Recidiva e Pericolosità Sociale: La Cassazione Fa il Punto
L’applicazione della recidiva nel diritto penale rappresenta un tema delicato, che bilancia la necessità di punire più severamente chi reitera i reati con la valutazione della concreta pericolosità sociale del soggetto. Una recente ordinanza della Corte di Cassazione (n. 18549/2024) offre importanti chiarimenti su come questi elementi debbano essere ponderati, sottolineando che la valutazione deve ancorarsi al passato criminale dell’imputato e non ai suoi eventuali, successivi, cambiamenti di vita.
I Fatti del Caso
Il caso esaminato dalla Suprema Corte riguarda una persona che ha proposto ricorso avverso una sentenza della Corte d’Appello, la quale aveva confermato la sua responsabilità penale e l’applicazione dell’aggravante della recidiva.

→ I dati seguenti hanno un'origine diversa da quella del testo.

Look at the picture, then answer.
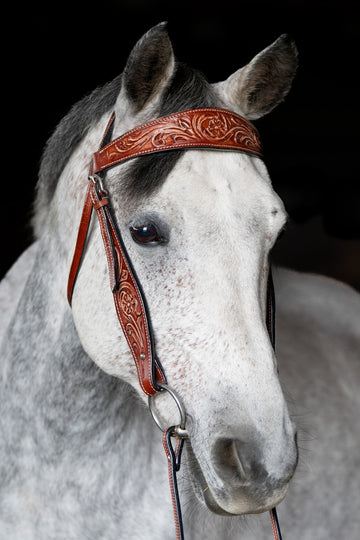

La difesa della ricorrente contestava tale applicazione, sostenendo che non si fosse tenuto conto di un successivo cambiamento nelle abitudini di vita e della collaborazione fornita attraverso dichiarazioni spontanee. La tesi difensiva mirava a dimostrare un affievolimento della pericolosità sociale, tale da rendere ingiustificata l’applicazione di un trattamento sanzionatorio più severo.
La Decisione della Corte e la valutazione della recidiva
La Corte di Cassazione ha rigettato il ricorso, dichiarandolo inammissibile. I giudici hanno ritenuto che la decisione della Corte d’Appello fosse basata su un apparato argomentativo solido e coerente, pienamente in linea con i principi che governano la materia.
La Suprema Corte ha avallato la posizione dei giudici di merito, secondo cui la sussistenza della recidiva era stata correttamente desunta da due fattori cruciali:
1. L’ininterrotta dedizione della persona a commettere reati analoghi a quello per cui si procedeva.
2. Le plurime condanne subite in passato, anche in epoca recente.
Questi elementi, secondo la Corte, dimostravano in modo inequivocabile che le precedenti sanzioni non avevano avuto alcun effetto deterrente nei confronti dell’imputata.
Le Motivazioni della Decisione
Il cuore della motivazione risiede nel principio secondo cui la pericolosità sociale, ai fini dell’applicazione della recidiva, deve essere valutata al momento della commissione del nuovo delitto. La Corte ha spiegato che le condotte precedenti e la loro continuità nel tempo rivelano un “incremento di pericolosità progressivo”.
Di conseguenza, l’asserito successivo cambiamento delle abitudini di vita e la collaborazione processuale sono stati considerati irrilevanti per questa specifica valutazione. Sebbene tali comportamenti possano avere un peso in altre fasi, come quella dell’esecuzione della pena, non possono cancellare la pericolosità dimostrata dalla catena di reati commessi. La logica del legislatore e della giurisprudenza è quella di sanzionare più aspramente chi, nonostante le precedenti condanne, dimostra una persistente inclinazione a violare la legge penale, manifestando così una maggiore colpevolezza e pericolosità.
Conclusioni
L’ordinanza in esame ribadisce un principio fondamentale in tema di recidiva: la sua applicazione non è un automatismo, ma il risultato di un giudizio sulla personalità e sulla storia criminale dell’imputato. Tuttavia, tale giudizio deve basarsi su elementi oggettivi e pregressi, come la natura e la frequenza dei reati commessi. La decisione della Cassazione chiarisce che la valutazione della pericolosità non può essere influenzata da comportamenti postumi al reato, riaffermando la funzione della recidiva come strumento per adeguare la pena alla gravità della condotta di chi persevera nel crimine, ignorando gli avvertimenti del sistema giudiziario.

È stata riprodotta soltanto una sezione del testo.